Cinque: i minuti di tempo che ci impieghi a capire il perché la sveglia abbia deciso di suonare alle 7.00. Intanto si fanno le 7.05 e suona la seconda; la seconda di dodici che hai impostato fino alle 8.00…

Tempo un’ora e sei sbattuto sul ciglio dell’Ostiense in attesa del 23, senza minimamente ricordarti tutte le azioni che ti hanno portato alla fermata. «Ti ricordi sì che domani l’ufficio si sposta in Prati…?». Mortaccivostra: unica eco che aleggia sovrana in memoria di me nel vecchio ufficio, a Piramide.

10 minuti.
A piedi.

Quindici fermate in un tragitto che spacca a metà Testaccio dopo esser stato vomitato da Via Ostiense, saluta Piramide, lambisce il biondo – vabbè più giallo melma – Tevere, si lascia accarezzare dal Vaticano manco fosse un minorenne, scavalca il fiume e sgorga in Prati appunto…e io sto ancora alla terza fermata e già non c’è posto.

«Assurdo comunque…» sento borbottare dietro di me; un «non ce se crede…» mi si staglia sul collo, tra la barba e la nuca, al sapore acido di sigaretta spenta in fretta e cappuccino-post-rutto. L’operazione del girarmi, resa complicata dall’ammasso di corpi inscatolati nel mezzo, mi dà il tempo di elaborare una frase lucida nonostante l’orario e il rodimento di culo costante:
«Purtroppo gli autobus a Roma…»
«Ma no, no ma quale autobus! Sticazzi dell’autobus!» quasi mi urla in faccia il giovane dietro di me «te pare possibile che in Corea le donne non possono partorí?»

Il machecazzo! effettua un veloce edulcorarsi fino a farmi emettere un più lieve e interdetto «Come scusa?».

«Eh sì sì, hai capito bene» mi incalza strofinandosi con le due dita delle mano destra degli irsuti baffi che fanno da incipit a un’incolta barba riccioluta «in Corea, mo’ non me ricordo quale delle due, se vuoi partorí devi lascià il lavoro o viceversa.»

Il «viceversa» intriga, lo ammetto, ma lascio scorrere, anche perché basta un sussulto del bus a omaggiare il traffico del Lungotevere, a farlo trasalire in un: «che poi è più assurda la situazione a Nea Kavala…pare de stà dentro una trappola, tutti ammassati, morti di freddo…ma figurati l’Europa…».

«Nea che?» mi lascio scappare.

«No No, non Ke, Ka… Nea Kavala, il campo profughi a Nord della Grecia…ma non li leggi i giornali?» mi bacchetta il tipo mostrandomi una copia arrotolata di Internazionale e per poco, barcollando per la scarsa stabilità del mezzo, non me lo ritrovo con i suoi occhiali a montatura squadrata e nera a sbattere sul mio naso. «Che poi lo capisco» continua, senza attendere una risposta «non è che uno li può accogliere tutti, ma almeno la dignità, cazzo, la dignità dell’essere umano… prendi coso là, quello colombiano che ha fatto pace con la Faac…coso dai…»

«Santos?» gli chiedo, evitando di fargli notare che mai una ditta di impianti automatici aveva litigato con la Colombia, comprendendo che si riferisse, invece, alle Farc

«Ecco sì quello» ammette conciliante mentre tira su con il naso «quello ha dimostrato intelligenza e umanità!
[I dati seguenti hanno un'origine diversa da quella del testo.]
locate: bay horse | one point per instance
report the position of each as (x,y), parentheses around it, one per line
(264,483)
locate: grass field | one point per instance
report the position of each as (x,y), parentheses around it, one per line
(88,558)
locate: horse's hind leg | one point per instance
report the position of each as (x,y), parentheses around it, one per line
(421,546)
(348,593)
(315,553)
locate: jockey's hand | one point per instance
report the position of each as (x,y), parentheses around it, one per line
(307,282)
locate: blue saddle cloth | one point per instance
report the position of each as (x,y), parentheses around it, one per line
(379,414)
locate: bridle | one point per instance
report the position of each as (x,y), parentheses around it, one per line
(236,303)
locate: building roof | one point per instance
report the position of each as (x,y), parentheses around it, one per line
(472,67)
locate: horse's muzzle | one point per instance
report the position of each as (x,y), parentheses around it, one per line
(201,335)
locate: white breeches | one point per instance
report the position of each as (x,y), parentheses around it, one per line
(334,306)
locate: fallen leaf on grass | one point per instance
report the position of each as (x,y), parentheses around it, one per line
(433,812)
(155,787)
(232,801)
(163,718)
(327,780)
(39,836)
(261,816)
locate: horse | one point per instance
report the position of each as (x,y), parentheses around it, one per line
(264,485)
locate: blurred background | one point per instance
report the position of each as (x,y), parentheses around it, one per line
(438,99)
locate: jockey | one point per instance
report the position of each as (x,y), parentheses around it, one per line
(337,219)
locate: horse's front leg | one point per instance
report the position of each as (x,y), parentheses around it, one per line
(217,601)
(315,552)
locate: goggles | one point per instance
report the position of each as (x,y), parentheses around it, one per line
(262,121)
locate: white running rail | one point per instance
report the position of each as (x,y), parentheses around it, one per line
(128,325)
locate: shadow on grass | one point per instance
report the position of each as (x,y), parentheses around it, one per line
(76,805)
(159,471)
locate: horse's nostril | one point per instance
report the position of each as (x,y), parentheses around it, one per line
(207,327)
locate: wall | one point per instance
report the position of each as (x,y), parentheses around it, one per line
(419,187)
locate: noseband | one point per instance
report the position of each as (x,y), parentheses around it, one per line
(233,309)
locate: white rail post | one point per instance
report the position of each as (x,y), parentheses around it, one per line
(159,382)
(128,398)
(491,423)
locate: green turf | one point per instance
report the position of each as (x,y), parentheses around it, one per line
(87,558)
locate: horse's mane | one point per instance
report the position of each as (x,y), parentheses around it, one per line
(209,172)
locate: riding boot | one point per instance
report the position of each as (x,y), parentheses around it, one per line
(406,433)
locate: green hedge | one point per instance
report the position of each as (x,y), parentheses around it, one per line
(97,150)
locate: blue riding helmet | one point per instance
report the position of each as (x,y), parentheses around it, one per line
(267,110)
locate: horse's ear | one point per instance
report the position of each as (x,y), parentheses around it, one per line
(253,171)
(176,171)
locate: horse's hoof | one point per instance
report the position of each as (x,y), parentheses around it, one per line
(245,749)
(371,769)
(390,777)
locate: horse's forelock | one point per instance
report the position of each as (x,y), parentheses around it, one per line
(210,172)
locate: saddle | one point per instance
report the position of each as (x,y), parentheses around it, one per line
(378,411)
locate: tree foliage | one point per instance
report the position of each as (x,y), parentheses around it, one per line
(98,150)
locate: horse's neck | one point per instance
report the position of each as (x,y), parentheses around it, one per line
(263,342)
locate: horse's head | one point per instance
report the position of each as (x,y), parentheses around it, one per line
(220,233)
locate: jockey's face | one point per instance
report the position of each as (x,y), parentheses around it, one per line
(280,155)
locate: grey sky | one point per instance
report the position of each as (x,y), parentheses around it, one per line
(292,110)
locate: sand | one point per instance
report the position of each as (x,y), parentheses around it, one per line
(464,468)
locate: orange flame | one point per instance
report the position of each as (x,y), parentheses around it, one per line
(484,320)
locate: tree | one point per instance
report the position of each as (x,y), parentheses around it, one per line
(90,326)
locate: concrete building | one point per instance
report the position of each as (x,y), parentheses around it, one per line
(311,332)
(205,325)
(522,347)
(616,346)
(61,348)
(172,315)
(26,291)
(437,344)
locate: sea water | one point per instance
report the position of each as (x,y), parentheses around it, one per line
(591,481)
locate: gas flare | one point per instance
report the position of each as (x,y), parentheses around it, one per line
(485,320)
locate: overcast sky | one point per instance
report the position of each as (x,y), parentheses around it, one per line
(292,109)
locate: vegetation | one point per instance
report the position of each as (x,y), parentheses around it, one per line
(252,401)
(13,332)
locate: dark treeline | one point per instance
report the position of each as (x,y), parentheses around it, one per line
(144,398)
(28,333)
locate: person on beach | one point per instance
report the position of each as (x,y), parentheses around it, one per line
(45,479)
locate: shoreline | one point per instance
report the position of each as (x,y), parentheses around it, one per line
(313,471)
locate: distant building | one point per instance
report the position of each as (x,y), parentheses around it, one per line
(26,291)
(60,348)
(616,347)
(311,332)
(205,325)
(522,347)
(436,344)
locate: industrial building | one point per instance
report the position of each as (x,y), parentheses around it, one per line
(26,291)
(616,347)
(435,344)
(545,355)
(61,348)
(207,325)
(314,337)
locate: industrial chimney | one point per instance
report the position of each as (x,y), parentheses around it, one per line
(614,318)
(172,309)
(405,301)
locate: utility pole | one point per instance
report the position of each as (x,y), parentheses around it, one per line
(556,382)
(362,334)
Grazie che je danno l’Osc…il Nobel, scusa.»

«Beh effettivamente è stato notevole…»

«Mica solo notevole!!» mica me fa finí de parlà… «tiè guarda!» aprendomi una pagina del settimanale che ritrae una foto ripresa dai festeggiamenti delle Forze Armate Rivoluzionarie Colombiane per l’accordo raggiunto «guarda come sò tutti felici pe sta cosa, era ora, era. Noi siamo bravi a giudica…poi quando se tratta de fà…ce magnano in testa pure i colombiani. Prendi Grillo no…la Raggi…che stai a ffà? Niente…dici tu…invece no, stai a ffà» scandisce con vigore «e se ne rendono conto pure qua» mentre sfoglia ardentemente il giornale alla ricerca del servizio citato «che dice che sembra che non fà, ma invece fà e all’estero lo sanno…noi invece non sappiamo manco più che vor dí de sinistra

Cerco di approfittare del flusso della gente che sale e si inserisce tra noi due verso Lungotevere De’Cenci, ma niente, lui si svincola, sguiscia rapido e mi si ripropone davanti:

«perché è scomparsa la sinistra, lo sai si? L’hai più trovata te? Eh no…lo dice pure Harris, tiè, qua su L’Internazionale…è tutta ‘na “pasokificazione” la nostra…» guardandomi come a scrutare la mia reazione a quel termine e, al contempo, a cercare di ricordarsi se l’ha detta giusta.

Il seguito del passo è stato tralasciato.